What an interesting and good idea if this is able to provide a voice to some that currently don’t have that ability right now, which could ultimately help alleviate some of the frustration that comes with communication challenges – and provide some independence and empowerment to the user. Read more here.

Lynsey, Community Manager 

Autism Breakthrough – The Son-Rise Program

Autism Breakthrough Audio
There are so many therapies out there for autism – it can be overwhelming, to say the least. And because autism is so wide-ranging in terms of severity, and, as the saying goes, ‘if you’ve met one person with autism, you’ve met one person with autism,’ trying to find the right kind of therapy (or combination of therapies, in most cases) can be an endless…mind-numbing…(insert your own word here!)…journey.

You have to do what’s best, and what you think works, for your child, and that is the ultimate idea at Kyle’s Treehouse.  And as many of you may know, what worked for Kyle and the Westphal family was The Son-Rise Program. If you’re not familiar with the program, it was created in the 70’s by Barry Neil Kaufman and Samahria Lyte Kaufman to help their autistic son, Raun. It’s a home-based, parent-led structure that promotes encouragement and excitement and invites you to join your child in their world to ultimately create a bridge leading them back into ours. (From this experience the Kaufmans established The Autism Treatment Center of America, and their son, Raun–who went on to emerge from his autism–is now its Director of Global Education!)

And not only is Raun the Director of Global Education of the organization, he is also an author. Earlier this year he released, Autism Breakthrough, which is a more in-depth look at the program and why it works so well. And now it’s available as an audiobook. If you want to get a flavor for the book, you can actually listen to Chapter 2: “Joining: Entering Your Child’s World” for free – at this link http://www.autismbreakthrough.com/L/Chapter_2/.

It’s definitely worth checking out!

Lynsey, Community Manager

Dealing with Bullies

The View

Although some of Jenny McCarthy’s thoughts on autism (particularly around the cause of autism) have created some controversy, she’s a mom that’s trying to navigate the often bumpy road of autism. The other week on The View, she brought up the topic of bullying, but with a specific twist that parents of autistic children may specifically face. McCarthy’s son, Evan, is being bullied at summer camp – however, he doesn’t know it.

She explains, My son’s main goal is to make as many friends as possible,” McCarthy said, before adding that she got a heartbreaking email from the camp revealing that the kids he believes are his “friends” are actually bullying him.

They’re laughing at him but he laughs too,” she said. “I said, ‘You have to find the kids that like you and are nice to you. Who do you sit next to in the cafeteria?’ And he said, ‘No one.
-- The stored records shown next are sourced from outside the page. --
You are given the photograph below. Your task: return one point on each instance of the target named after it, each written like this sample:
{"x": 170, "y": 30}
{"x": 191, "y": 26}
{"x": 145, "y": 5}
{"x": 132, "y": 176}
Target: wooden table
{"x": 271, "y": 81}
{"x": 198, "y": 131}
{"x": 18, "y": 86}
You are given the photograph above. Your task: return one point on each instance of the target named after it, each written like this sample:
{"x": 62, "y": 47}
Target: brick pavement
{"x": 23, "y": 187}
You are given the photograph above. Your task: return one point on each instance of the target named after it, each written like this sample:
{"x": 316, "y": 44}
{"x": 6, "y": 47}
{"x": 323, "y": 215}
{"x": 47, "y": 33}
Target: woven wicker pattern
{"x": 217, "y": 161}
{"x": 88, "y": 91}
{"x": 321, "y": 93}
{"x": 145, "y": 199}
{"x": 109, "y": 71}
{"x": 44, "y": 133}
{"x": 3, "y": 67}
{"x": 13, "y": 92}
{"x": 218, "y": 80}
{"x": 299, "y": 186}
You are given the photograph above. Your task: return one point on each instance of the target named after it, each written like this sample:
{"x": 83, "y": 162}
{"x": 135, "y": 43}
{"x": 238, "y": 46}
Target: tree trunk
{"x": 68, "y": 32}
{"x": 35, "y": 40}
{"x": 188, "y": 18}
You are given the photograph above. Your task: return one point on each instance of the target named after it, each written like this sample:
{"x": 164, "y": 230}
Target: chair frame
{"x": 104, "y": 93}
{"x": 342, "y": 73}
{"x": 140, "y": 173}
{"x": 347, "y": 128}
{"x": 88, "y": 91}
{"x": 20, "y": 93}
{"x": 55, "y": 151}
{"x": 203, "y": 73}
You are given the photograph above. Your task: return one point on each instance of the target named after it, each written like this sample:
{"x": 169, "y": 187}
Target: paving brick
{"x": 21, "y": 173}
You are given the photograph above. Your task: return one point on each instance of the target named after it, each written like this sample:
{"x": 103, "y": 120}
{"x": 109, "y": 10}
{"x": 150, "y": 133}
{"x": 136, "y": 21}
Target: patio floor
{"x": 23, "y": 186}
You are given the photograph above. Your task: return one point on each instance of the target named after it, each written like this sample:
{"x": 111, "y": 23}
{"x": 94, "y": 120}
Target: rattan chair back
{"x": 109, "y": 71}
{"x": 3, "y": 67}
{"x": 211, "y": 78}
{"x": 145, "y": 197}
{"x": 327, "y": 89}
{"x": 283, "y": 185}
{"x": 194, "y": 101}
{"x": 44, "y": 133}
I ask, and they say no.”

She has mixed feelings about it – on one hand, she is relieved that he’s unaware the kids are being mean, but on the other, she is trying to figure out when to teach him about bullying and what he’s actually experiencing.
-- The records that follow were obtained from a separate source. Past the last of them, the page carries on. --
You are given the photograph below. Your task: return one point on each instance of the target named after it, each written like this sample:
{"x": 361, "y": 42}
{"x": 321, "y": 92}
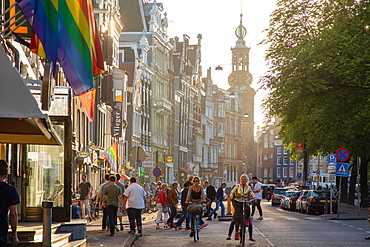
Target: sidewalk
{"x": 96, "y": 237}
{"x": 348, "y": 212}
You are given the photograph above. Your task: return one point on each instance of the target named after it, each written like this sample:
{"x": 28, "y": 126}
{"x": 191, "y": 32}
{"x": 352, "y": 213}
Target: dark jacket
{"x": 184, "y": 193}
{"x": 220, "y": 194}
{"x": 211, "y": 192}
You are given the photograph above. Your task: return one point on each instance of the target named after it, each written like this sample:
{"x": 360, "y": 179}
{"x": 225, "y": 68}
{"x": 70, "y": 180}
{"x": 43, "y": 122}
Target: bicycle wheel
{"x": 195, "y": 228}
{"x": 242, "y": 231}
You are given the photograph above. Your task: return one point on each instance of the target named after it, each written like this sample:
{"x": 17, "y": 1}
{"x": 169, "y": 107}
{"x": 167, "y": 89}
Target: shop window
{"x": 45, "y": 172}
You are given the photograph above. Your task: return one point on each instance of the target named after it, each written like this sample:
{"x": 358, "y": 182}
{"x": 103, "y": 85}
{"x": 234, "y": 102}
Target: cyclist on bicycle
{"x": 241, "y": 192}
{"x": 195, "y": 195}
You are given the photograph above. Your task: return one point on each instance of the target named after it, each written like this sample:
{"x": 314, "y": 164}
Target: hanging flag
{"x": 88, "y": 102}
{"x": 68, "y": 34}
{"x": 112, "y": 156}
{"x": 128, "y": 165}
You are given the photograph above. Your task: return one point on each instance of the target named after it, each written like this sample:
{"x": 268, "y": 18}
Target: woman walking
{"x": 241, "y": 192}
{"x": 196, "y": 195}
{"x": 162, "y": 206}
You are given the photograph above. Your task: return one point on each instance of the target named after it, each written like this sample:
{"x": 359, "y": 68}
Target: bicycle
{"x": 243, "y": 222}
{"x": 195, "y": 221}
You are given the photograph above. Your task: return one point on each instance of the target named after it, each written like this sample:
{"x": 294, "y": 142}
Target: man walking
{"x": 101, "y": 203}
{"x": 85, "y": 190}
{"x": 211, "y": 194}
{"x": 8, "y": 205}
{"x": 219, "y": 202}
{"x": 134, "y": 197}
{"x": 173, "y": 200}
{"x": 122, "y": 187}
{"x": 258, "y": 193}
{"x": 113, "y": 196}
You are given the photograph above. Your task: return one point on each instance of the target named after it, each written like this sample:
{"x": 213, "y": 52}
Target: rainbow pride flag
{"x": 112, "y": 156}
{"x": 66, "y": 32}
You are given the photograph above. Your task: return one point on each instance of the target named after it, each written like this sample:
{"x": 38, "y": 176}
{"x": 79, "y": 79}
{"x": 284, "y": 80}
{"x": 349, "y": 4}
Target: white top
{"x": 135, "y": 196}
{"x": 257, "y": 186}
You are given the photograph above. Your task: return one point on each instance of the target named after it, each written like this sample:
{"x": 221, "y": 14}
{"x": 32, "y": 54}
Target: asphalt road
{"x": 278, "y": 228}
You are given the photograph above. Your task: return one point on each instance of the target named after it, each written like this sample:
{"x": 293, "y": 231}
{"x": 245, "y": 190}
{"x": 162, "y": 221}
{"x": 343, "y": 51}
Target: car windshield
{"x": 279, "y": 191}
{"x": 321, "y": 194}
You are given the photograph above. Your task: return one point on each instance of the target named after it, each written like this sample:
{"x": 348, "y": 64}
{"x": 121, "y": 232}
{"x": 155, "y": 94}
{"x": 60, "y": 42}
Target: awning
{"x": 21, "y": 120}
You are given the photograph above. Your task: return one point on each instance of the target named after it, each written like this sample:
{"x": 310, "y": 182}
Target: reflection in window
{"x": 45, "y": 172}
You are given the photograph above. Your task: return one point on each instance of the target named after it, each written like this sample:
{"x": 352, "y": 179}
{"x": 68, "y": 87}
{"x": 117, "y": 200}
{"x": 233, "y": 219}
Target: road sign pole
{"x": 340, "y": 192}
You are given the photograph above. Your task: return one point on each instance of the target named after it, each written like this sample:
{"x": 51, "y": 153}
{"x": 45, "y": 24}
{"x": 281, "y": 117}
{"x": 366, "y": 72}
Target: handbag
{"x": 195, "y": 207}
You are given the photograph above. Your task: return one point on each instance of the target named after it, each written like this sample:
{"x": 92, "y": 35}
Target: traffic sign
{"x": 342, "y": 154}
{"x": 342, "y": 170}
{"x": 157, "y": 171}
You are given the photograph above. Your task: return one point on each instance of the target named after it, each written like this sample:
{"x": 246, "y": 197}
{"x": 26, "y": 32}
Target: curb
{"x": 131, "y": 240}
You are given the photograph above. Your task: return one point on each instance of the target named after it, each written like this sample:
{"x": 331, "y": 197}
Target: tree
{"x": 319, "y": 75}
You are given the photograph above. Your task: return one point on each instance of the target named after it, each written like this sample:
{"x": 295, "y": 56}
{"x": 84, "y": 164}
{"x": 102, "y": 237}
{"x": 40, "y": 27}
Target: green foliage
{"x": 319, "y": 75}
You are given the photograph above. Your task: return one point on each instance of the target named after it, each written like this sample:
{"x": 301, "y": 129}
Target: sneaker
{"x": 202, "y": 226}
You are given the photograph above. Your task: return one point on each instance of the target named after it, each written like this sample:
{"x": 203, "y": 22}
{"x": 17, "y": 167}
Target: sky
{"x": 217, "y": 20}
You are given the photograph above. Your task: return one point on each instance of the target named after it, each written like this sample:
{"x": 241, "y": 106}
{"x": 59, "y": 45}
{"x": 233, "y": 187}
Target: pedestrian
{"x": 368, "y": 220}
{"x": 257, "y": 190}
{"x": 112, "y": 195}
{"x": 184, "y": 212}
{"x": 195, "y": 195}
{"x": 241, "y": 192}
{"x": 211, "y": 195}
{"x": 101, "y": 203}
{"x": 219, "y": 202}
{"x": 9, "y": 200}
{"x": 173, "y": 200}
{"x": 134, "y": 197}
{"x": 84, "y": 189}
{"x": 162, "y": 207}
{"x": 119, "y": 212}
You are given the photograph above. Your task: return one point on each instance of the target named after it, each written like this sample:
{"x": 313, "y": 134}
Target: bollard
{"x": 47, "y": 207}
{"x": 228, "y": 205}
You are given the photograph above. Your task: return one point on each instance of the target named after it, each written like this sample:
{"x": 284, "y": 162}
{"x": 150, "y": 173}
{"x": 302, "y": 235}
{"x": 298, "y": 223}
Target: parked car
{"x": 317, "y": 200}
{"x": 285, "y": 199}
{"x": 277, "y": 195}
{"x": 266, "y": 187}
{"x": 301, "y": 205}
{"x": 292, "y": 201}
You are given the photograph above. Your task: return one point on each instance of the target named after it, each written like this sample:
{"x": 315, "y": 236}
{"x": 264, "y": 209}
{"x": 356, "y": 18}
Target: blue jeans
{"x": 218, "y": 204}
{"x": 134, "y": 214}
{"x": 184, "y": 216}
{"x": 112, "y": 215}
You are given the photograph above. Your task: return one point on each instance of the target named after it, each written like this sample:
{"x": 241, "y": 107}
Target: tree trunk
{"x": 363, "y": 181}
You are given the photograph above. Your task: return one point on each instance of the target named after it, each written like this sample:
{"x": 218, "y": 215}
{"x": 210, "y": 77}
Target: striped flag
{"x": 66, "y": 32}
{"x": 112, "y": 156}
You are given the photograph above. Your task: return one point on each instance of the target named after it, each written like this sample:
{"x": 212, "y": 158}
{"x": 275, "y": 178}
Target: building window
{"x": 279, "y": 160}
{"x": 221, "y": 130}
{"x": 285, "y": 172}
{"x": 279, "y": 172}
{"x": 285, "y": 160}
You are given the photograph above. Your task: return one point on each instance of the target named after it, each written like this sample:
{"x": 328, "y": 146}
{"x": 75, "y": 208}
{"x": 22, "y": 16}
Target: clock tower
{"x": 240, "y": 80}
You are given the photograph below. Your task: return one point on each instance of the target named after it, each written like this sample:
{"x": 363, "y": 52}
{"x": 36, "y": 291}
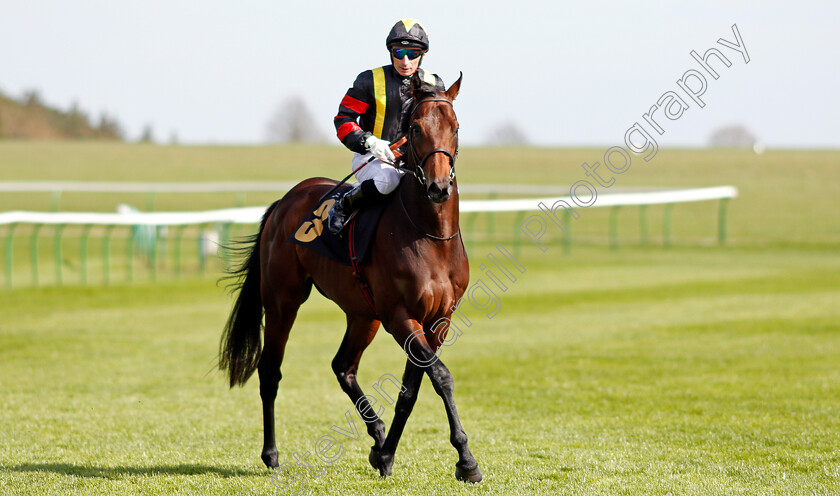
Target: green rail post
{"x": 567, "y": 234}
{"x": 517, "y": 233}
{"x": 666, "y": 225}
{"x": 106, "y": 255}
{"x": 33, "y": 246}
{"x": 9, "y": 253}
{"x": 153, "y": 254}
{"x": 83, "y": 254}
{"x": 614, "y": 227}
{"x": 176, "y": 250}
{"x": 59, "y": 228}
{"x": 470, "y": 230}
{"x": 129, "y": 254}
{"x": 225, "y": 244}
{"x": 722, "y": 221}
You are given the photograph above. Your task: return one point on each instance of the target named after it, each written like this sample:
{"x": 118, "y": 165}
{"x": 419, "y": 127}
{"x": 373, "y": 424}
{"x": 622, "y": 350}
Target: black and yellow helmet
{"x": 407, "y": 33}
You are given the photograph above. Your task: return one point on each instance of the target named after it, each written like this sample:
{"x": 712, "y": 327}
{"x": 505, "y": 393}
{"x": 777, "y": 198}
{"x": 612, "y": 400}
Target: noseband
{"x": 418, "y": 162}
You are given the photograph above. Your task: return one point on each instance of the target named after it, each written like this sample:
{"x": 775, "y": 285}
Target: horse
{"x": 417, "y": 274}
What would you do? Or, if you’ve gone through something like this, what have you done? Whoopi Goldberg (McCarthy’s co-host) gave her some – what I thought to be good – advice, which was to talk to the other kids’ parents because they may not be aware it’s happening and they could help address the situation. I would also hope that the camp, knowing they’re aware of what’s going on, is doing their part to stop this type of bullying.
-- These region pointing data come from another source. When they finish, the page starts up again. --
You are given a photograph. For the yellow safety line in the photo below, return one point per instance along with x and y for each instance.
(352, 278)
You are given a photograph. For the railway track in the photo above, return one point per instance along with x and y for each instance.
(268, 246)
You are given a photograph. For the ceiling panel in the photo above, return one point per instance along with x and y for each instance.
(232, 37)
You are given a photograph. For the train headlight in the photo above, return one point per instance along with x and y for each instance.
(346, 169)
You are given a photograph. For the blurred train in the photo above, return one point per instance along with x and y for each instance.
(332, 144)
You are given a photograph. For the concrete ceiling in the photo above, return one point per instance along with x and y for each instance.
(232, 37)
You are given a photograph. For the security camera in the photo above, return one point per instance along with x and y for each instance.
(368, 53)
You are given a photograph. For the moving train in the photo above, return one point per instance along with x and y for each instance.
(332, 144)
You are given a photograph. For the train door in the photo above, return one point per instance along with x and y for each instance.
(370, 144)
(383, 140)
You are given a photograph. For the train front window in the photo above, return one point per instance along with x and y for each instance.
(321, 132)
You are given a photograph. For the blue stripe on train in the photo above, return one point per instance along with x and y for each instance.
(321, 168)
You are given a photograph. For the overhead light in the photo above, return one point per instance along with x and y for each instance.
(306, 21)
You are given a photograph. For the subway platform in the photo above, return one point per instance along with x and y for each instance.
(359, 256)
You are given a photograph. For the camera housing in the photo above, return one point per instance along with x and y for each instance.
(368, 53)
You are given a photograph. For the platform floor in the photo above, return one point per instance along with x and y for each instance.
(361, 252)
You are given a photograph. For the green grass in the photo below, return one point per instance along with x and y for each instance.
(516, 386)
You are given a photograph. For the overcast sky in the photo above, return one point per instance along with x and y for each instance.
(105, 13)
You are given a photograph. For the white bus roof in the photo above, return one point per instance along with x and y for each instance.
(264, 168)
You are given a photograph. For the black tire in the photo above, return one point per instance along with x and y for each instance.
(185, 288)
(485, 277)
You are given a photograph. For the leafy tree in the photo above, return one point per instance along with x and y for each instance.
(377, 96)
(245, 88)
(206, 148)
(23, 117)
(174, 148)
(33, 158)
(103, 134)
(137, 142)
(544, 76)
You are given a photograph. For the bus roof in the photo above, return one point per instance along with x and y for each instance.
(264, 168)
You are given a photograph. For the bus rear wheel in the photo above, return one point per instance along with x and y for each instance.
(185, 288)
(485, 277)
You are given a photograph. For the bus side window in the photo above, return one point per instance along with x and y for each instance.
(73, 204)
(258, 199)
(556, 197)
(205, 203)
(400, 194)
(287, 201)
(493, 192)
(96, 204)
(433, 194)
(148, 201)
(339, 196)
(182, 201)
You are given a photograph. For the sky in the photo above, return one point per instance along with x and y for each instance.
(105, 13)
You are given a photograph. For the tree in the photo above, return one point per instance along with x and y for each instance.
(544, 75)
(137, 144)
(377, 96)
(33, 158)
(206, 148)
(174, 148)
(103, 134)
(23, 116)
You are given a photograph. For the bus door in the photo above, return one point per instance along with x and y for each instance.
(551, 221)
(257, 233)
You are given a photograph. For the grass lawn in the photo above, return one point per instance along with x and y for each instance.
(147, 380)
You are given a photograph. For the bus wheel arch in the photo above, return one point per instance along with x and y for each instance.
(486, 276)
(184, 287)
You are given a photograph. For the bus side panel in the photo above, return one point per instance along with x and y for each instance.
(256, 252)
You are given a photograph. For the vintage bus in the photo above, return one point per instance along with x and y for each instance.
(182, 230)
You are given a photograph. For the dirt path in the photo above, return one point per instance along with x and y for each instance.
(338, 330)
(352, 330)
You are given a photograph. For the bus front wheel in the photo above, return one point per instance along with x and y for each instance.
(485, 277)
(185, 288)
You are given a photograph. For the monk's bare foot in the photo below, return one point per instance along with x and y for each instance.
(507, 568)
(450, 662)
If you are faced with bullying, here are some tips shared by Autism File (based on feedback from their own readers) that could help:

  • Find out what your school district’s (or camp’s) policy on bullying is and be prepared to advocate for better if needed.
  • Share social stories with your child that deal with bullying.
  • Consider a volunteer job at your child’s school (or camp) which will give you an opportunity to watch out for any questionable actions or words that might be red flags for bullying.
  • Employ a buddy system by asking a trusted teacher, aide, or even a non-disabled peer to keep an eye out for any negative actions or words directed towards your child.